Toen dat eenmaal duidelijk werd, kon Emanuel het niet meer opbrengen om zijn leven op de oude voet voort te zetten. Hij verkocht zijn rechten op de Portugese kroon aan zijn oude vijand, de Spaanse koning. Zelf verhuisde hij met een van zijn zoons naar het hof in Brussel – hij liep dus feitelijk over naar Spaanse zijde. Die beslissing bleek zeer ingrijpend voor zijn huwelijk, want Emilia wilde niet mee. Al had ze hemel en aarde bewogen om Emanuel te krijgen, al had ze veel van hem gehouden en tien kinderen met hem gekregen, ze wilde hem onder geen beding volgen naar Brussel. Nooit ofte nimmer wilde ze zich inlaten met de moordenaars van haar vader, ze had nog liever dat haar dochters met een gereformeerde ambachtsman trouwden dan met een katholieke prins. Terwijl dat laatste toch juist was wat ze zelf gedaan had, in haar jeugd.
Het conflict met prins Frederik Hendrik zorgde er uiteindelijk voor dat Emilia met haar dochters naar het buitenland verhuisde. Ze koos voor Genève, de stad van Calvijn, waar ze in 1627 een landgoed kocht. Haar gereformeerde opvoeding aan het hof van Jan van Nassau had ze nooit verloochend, ondanks haar huwelijk voor een rooms-katholieke priester. Dat laatste had ze immers alleen maar gedaan om het huwelijk in Portugal geldig te laten zijn – voor het geval haar kinderen ooit kans mochten maken op de Portugese kroon.
Maar de droom van een koninkrijk was in de jaren van haar huwelijk langzaam vervlogen. Wat overbleef, was het gereformeerde geloof. Het meisje met de parels was veranderd in een vrouw die vooral genoegen beleefde aan de omgang met calvinistische theologen en dichters: Theodorus Tronchin, Benedictus Turrettini, Giovanni Deodati, Agrippa d’Aubigné. Op 16 maart 1629 overleed ze; ze werd met veel plechtig eerbetoon in de kathedraal van Genève begraven.
Een jaar later trouwde Emanuel als weduwnaar in Brussel met een Spaanse hofdame.
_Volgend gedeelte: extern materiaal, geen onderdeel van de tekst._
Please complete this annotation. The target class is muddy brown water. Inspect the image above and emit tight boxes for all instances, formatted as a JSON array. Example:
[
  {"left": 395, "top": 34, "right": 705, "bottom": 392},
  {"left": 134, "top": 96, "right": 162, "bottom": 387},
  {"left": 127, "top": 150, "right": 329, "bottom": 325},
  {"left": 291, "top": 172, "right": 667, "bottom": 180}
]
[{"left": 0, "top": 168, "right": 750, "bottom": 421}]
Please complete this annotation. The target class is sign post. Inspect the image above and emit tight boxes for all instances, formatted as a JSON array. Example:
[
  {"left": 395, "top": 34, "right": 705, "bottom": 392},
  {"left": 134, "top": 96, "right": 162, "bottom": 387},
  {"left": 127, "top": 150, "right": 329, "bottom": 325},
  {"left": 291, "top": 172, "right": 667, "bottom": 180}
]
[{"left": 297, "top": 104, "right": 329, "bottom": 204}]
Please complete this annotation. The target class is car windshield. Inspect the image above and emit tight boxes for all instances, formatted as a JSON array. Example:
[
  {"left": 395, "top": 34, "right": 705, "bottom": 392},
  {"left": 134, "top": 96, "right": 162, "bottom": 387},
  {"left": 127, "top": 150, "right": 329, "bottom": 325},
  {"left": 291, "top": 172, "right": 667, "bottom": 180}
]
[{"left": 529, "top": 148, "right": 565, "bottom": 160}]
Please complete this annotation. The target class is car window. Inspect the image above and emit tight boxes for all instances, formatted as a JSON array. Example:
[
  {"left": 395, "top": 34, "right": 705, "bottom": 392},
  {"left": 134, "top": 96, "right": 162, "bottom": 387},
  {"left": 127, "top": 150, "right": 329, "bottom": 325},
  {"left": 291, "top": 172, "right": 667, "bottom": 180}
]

Van Emilia’s dochters hadden er vijf geen nakomelingen –in de hoogste kringen waren ze geen gewilde huwelijkskandidaten meer– maar via één dochter en twee zoons kregen Emilia en Emanuel niettemin een talrijk nageslacht, verspreid over adellijke families in heel Europa.
Expositie
In kasteel Wijchen is tot 1 september ter gelegenheid van Emilia’s 450e geboortedag een mooie, kleine tentoonstelling te zien. Daarin wordt de geschiedenis van Emilia en Emanuel verteld, geplaatst tegen de achtergrond van hun tijd.
Er zijn filmpjes over het leven in de Gouden Eeuw, kaarten en prenten over de Tachtigjarige Oorlog, tegels en aardewerk en kleding en sieraden.
Pronkstuk van de expositie is de brief waarin Emilia de Staten-Generaal op de hoogte stelt van haar geheime huwelijk met Emanuel. Opvallend is verder de speciaal gemaakte reproductie van Emilia’s portret – het origineel mag Paleis Het Loo niet verlaten.